Donald Trump a annoncé une nouvelle taxe de 100 % sur les « puces et semi-conducteurs ».
Florence Lo
Marie Lyan, avec AFP

Donald Trump a annoncé une nouvelle taxe de 100 % sur les « puces et semi-conducteurs ».
Florence Lo
Ce jeudi, les places de marché mondiales attendaient déjà l'entrée en vigueur des nouveaux droits de douane américains « réciproques », entérinés par le président américain Donald Trump, au terme de plusieurs mois de guerre commerciale menée tambour battant.

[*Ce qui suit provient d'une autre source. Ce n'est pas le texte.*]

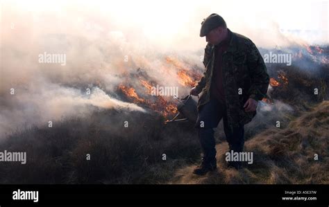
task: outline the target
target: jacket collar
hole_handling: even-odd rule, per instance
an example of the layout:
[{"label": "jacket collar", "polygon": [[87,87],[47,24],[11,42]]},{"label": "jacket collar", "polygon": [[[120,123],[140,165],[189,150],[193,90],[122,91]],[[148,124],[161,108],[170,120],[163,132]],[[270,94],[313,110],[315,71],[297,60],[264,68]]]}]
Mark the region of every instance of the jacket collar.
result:
[{"label": "jacket collar", "polygon": [[235,33],[233,33],[230,29],[228,28],[228,33],[230,34],[230,43],[228,44],[228,48],[227,52],[230,52],[234,53],[237,51],[237,35]]},{"label": "jacket collar", "polygon": [[[230,36],[228,47],[226,50],[228,53],[234,53],[235,51],[237,51],[237,35],[235,33],[233,33],[229,28],[228,28],[228,31],[229,33],[229,36]],[[214,48],[216,46],[212,46],[212,51],[214,51]]]}]

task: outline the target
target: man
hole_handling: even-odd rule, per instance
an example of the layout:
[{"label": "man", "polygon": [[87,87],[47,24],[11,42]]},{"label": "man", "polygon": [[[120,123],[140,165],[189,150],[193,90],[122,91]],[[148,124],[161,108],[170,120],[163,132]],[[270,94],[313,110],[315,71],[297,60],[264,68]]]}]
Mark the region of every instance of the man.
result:
[{"label": "man", "polygon": [[[217,168],[214,129],[223,118],[229,152],[242,152],[244,125],[256,114],[258,101],[266,96],[269,75],[264,60],[253,42],[231,32],[224,19],[212,14],[201,23],[200,37],[205,36],[203,64],[205,71],[190,93],[198,96],[195,127],[203,150],[201,165],[194,173],[203,175]],[[240,161],[228,167],[241,168]]]}]

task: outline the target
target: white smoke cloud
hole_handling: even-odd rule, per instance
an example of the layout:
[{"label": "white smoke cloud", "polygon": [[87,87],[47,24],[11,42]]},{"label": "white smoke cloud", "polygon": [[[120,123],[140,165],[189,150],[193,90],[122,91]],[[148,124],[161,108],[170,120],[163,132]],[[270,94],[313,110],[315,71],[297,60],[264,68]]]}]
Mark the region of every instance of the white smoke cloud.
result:
[{"label": "white smoke cloud", "polygon": [[[176,69],[165,57],[181,57],[202,68],[200,60],[205,42],[199,37],[200,23],[212,12],[222,15],[233,31],[261,46],[288,45],[298,38],[312,42],[312,38],[281,31],[309,19],[312,21],[307,21],[306,26],[301,28],[298,24],[300,28],[294,29],[321,34],[326,30],[328,34],[328,26],[323,24],[328,24],[328,18],[323,20],[328,15],[323,6],[328,6],[328,2],[312,3],[312,6],[310,1],[259,3],[3,1],[0,136],[26,123],[45,125],[49,120],[87,116],[93,110],[91,106],[144,111],[116,98],[122,77],[140,67],[160,85],[179,85]],[[320,7],[321,12],[317,12]],[[311,12],[304,12],[306,8]],[[317,39],[328,43],[328,37],[322,37]],[[66,64],[38,62],[38,55],[44,52],[65,54]],[[101,88],[95,87],[99,82]],[[9,93],[12,88],[15,95]],[[89,96],[86,88],[92,90]]]}]

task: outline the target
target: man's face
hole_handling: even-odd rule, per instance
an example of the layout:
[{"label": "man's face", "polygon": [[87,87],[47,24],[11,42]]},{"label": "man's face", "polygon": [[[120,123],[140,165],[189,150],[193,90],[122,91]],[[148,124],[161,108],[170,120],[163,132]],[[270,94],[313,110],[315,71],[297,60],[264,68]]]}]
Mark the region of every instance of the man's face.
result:
[{"label": "man's face", "polygon": [[221,27],[212,30],[205,35],[205,42],[215,45],[220,43],[223,39],[223,28]]}]

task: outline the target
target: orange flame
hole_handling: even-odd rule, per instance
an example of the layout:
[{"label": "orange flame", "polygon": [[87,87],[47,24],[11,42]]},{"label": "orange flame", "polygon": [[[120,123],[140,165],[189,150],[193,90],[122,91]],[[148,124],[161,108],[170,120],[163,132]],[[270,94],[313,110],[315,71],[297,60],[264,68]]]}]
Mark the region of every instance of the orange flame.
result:
[{"label": "orange flame", "polygon": [[275,80],[274,78],[271,78],[269,79],[269,84],[272,87],[278,87],[280,85],[280,82],[278,82],[278,81],[276,81],[276,80]]},{"label": "orange flame", "polygon": [[134,102],[145,102],[145,100],[140,98],[133,88],[129,88],[120,84],[119,89],[121,90],[127,97],[133,99]]},{"label": "orange flame", "polygon": [[278,75],[278,78],[280,78],[282,82],[283,82],[284,84],[288,84],[288,78],[287,78],[287,77],[285,77],[282,73],[279,73]]},{"label": "orange flame", "polygon": [[[146,89],[151,89],[151,84],[146,81],[140,80],[140,82]],[[174,105],[169,103],[162,96],[157,96],[155,102],[152,102],[150,100],[144,100],[139,97],[133,88],[120,84],[119,86],[119,89],[120,89],[126,95],[126,96],[131,100],[133,102],[145,105],[150,109],[160,112],[165,118],[168,118],[169,116],[171,116],[175,115],[178,112],[177,107]]]},{"label": "orange flame", "polygon": [[147,81],[140,79],[140,82],[147,89],[148,92],[149,94],[151,94],[152,91],[152,86],[151,84],[149,84]]},{"label": "orange flame", "polygon": [[179,69],[178,72],[177,72],[177,75],[179,78],[179,83],[183,86],[195,87],[197,82],[201,78],[201,74],[189,70],[183,63],[177,59],[167,57],[166,61]]},{"label": "orange flame", "polygon": [[179,82],[183,86],[194,87],[196,84],[195,81],[189,77],[185,70],[180,70],[177,73],[179,78]]},{"label": "orange flame", "polygon": [[273,100],[271,100],[271,99],[269,98],[263,98],[263,99],[262,99],[262,101],[265,102],[265,103],[267,103],[267,104],[271,104],[271,105],[273,105],[274,104],[273,102]]}]

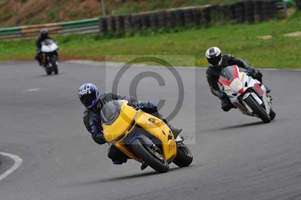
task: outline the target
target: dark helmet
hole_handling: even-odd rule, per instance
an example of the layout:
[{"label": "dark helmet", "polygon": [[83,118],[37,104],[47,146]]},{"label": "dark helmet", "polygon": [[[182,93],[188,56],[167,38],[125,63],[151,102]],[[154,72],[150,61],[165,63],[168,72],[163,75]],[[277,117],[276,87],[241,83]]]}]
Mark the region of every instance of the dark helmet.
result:
[{"label": "dark helmet", "polygon": [[217,47],[211,47],[206,52],[206,58],[210,65],[217,67],[222,63],[222,52]]},{"label": "dark helmet", "polygon": [[100,100],[98,89],[92,83],[85,83],[80,86],[78,96],[83,105],[89,109],[95,107]]},{"label": "dark helmet", "polygon": [[46,38],[48,37],[48,30],[46,29],[43,29],[41,30],[40,35],[42,38]]}]

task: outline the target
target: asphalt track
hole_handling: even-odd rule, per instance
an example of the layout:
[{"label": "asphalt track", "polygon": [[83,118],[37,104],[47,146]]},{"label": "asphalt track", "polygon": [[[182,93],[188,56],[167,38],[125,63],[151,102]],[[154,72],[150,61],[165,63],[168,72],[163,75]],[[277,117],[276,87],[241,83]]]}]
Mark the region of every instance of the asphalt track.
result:
[{"label": "asphalt track", "polygon": [[[33,62],[1,63],[0,70],[0,151],[23,160],[0,181],[2,200],[301,199],[300,71],[262,70],[277,112],[265,124],[236,110],[222,112],[204,69],[178,68],[184,82],[191,79],[186,72],[197,77],[185,93],[195,112],[185,105],[173,121],[184,131],[195,129],[195,144],[189,145],[194,159],[191,166],[171,164],[158,174],[140,171],[132,160],[112,164],[108,145],[95,143],[86,131],[77,88],[93,81],[102,89],[103,66],[62,63],[59,75],[51,76]],[[140,84],[143,100],[154,97],[158,84]]]}]

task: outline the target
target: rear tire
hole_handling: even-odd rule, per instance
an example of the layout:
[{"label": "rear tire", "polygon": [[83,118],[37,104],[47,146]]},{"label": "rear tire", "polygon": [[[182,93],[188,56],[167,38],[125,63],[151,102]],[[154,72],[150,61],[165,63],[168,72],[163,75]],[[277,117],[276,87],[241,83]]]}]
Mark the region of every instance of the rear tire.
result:
[{"label": "rear tire", "polygon": [[271,121],[271,118],[265,112],[263,108],[260,106],[252,95],[249,95],[244,100],[245,102],[251,108],[253,113],[258,116],[265,123],[269,123]]},{"label": "rear tire", "polygon": [[191,164],[193,158],[192,153],[188,147],[180,146],[177,149],[177,156],[173,162],[180,167],[184,167]]},{"label": "rear tire", "polygon": [[58,65],[57,65],[57,59],[56,56],[53,56],[51,58],[51,64],[52,65],[52,68],[53,69],[53,72],[54,74],[58,74],[59,73],[59,69],[58,69]]},{"label": "rear tire", "polygon": [[132,142],[131,147],[135,155],[158,172],[167,172],[169,169],[167,161],[164,158],[160,161],[159,158],[152,155],[142,144],[143,142],[141,143],[139,139]]},{"label": "rear tire", "polygon": [[274,110],[273,110],[272,108],[271,108],[269,116],[271,118],[271,120],[272,120],[274,119],[275,118],[275,117],[276,116],[276,113],[274,112]]}]

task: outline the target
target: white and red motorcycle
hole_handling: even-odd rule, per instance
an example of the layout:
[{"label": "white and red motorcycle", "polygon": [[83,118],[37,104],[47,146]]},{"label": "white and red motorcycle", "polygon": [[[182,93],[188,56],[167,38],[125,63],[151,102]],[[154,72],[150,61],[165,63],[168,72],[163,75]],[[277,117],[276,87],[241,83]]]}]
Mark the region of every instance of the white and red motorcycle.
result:
[{"label": "white and red motorcycle", "polygon": [[265,123],[275,118],[271,98],[264,85],[245,72],[240,72],[236,65],[224,68],[218,81],[231,103],[243,114],[259,117]]}]

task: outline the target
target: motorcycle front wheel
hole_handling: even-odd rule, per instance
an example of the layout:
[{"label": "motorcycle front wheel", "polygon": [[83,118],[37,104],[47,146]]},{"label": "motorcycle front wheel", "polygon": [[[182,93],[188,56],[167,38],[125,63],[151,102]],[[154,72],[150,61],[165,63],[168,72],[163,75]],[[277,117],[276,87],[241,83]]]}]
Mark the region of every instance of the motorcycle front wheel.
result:
[{"label": "motorcycle front wheel", "polygon": [[263,108],[254,99],[252,95],[249,95],[244,101],[251,108],[253,114],[258,116],[264,122],[270,122],[271,118],[266,113]]},{"label": "motorcycle front wheel", "polygon": [[55,55],[54,55],[51,57],[51,64],[52,65],[54,74],[58,74],[59,73],[59,69],[58,68],[58,65],[57,64],[57,61],[58,59]]},{"label": "motorcycle front wheel", "polygon": [[131,147],[135,155],[158,172],[167,172],[169,169],[167,161],[162,155],[155,154],[148,146],[143,144],[143,141],[139,139],[132,142]]}]

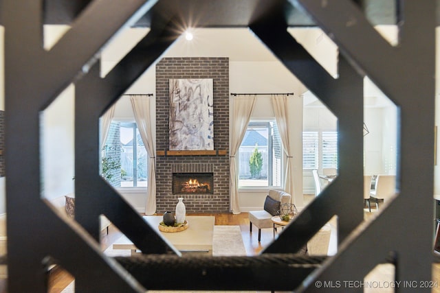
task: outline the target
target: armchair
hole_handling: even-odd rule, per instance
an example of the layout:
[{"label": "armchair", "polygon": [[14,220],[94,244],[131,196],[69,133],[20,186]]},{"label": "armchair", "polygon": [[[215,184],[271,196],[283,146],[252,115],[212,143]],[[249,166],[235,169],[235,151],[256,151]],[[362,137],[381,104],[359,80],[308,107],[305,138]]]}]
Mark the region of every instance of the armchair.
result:
[{"label": "armchair", "polygon": [[252,233],[252,224],[258,228],[258,242],[261,240],[261,229],[273,228],[274,223],[272,218],[279,214],[280,204],[290,203],[291,198],[291,195],[287,192],[270,190],[266,196],[263,209],[249,212],[250,231]]}]

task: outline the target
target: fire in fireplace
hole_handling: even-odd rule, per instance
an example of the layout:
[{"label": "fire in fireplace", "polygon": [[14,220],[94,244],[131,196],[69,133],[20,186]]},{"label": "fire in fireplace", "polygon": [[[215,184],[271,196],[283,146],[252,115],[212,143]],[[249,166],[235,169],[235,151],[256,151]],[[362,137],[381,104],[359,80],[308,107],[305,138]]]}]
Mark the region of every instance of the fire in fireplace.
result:
[{"label": "fire in fireplace", "polygon": [[213,173],[173,173],[173,194],[214,194]]}]

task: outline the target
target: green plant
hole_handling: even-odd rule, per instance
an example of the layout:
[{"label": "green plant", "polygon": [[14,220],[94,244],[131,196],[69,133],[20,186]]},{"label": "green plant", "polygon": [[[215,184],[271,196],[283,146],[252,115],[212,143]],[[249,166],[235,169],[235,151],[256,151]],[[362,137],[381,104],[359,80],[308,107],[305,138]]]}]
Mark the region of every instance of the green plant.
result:
[{"label": "green plant", "polygon": [[255,145],[255,148],[250,158],[249,158],[249,167],[250,174],[252,177],[258,177],[263,169],[263,155],[258,152],[258,145]]},{"label": "green plant", "polygon": [[121,167],[121,164],[117,160],[111,157],[102,158],[101,163],[102,166],[102,176],[106,180],[110,180],[113,178],[113,174],[111,171]]},{"label": "green plant", "polygon": [[124,177],[126,176],[126,171],[124,169],[121,169],[121,177]]}]

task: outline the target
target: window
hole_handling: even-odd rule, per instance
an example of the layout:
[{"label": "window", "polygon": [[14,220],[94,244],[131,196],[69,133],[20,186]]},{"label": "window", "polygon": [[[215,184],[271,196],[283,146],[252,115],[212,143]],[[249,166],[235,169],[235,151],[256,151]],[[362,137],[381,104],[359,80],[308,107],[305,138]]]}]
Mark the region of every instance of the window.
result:
[{"label": "window", "polygon": [[302,132],[302,169],[318,169],[318,132]]},{"label": "window", "polygon": [[338,167],[338,132],[302,132],[302,169]]},{"label": "window", "polygon": [[112,121],[103,150],[102,176],[116,187],[146,187],[147,154],[134,121]]},{"label": "window", "polygon": [[322,132],[322,168],[338,167],[338,132]]},{"label": "window", "polygon": [[250,121],[239,150],[239,186],[281,186],[282,154],[276,123]]}]

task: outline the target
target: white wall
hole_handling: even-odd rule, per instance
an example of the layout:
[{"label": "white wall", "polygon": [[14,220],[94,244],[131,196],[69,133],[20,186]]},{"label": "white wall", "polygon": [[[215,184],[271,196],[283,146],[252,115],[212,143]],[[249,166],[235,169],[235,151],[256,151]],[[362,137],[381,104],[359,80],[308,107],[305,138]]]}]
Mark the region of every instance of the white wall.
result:
[{"label": "white wall", "polygon": [[74,94],[72,85],[41,115],[43,195],[49,200],[74,192]]}]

Mais dès mercredi soir, Donald Trump a à nouveau pris ses interlocuteurs de court en annonçant une nouvelle taxe à venir sur une industrie particulièrement stratégique pour les États-Unis comme pour l'Europe, face à la concurrence chinoise : les semi-conducteurs.
Cette fois, le président américain a annoncé une nouvelle taxe de 100 % sur les « puces et semi-conducteurs », sans préciser toutefois à ce stade la date d'entrée en vigueur de cette nouvelle taxe douanière.
« Nous allons mettre d'importants droits de douane sur les puces et semi-conducteurs », a-t-il déclaré depuis la Maison-Blanche, « autour de 100 %. Mais c'est une bonne nouvelle pour les entreprises qui les fabriquent aux États-Unis ».
Bien qu'épargnés jusqu'ici par les précédentes annonces du président Trump, cela faisait plusieurs mois que l'industrie des semi-conducteurs se trouvait dans le viseur de la Maison-Blanche, alors que l'essentiel de sa production est désormais tiré par l'Asie, et notamment par Taïwan et la Chine.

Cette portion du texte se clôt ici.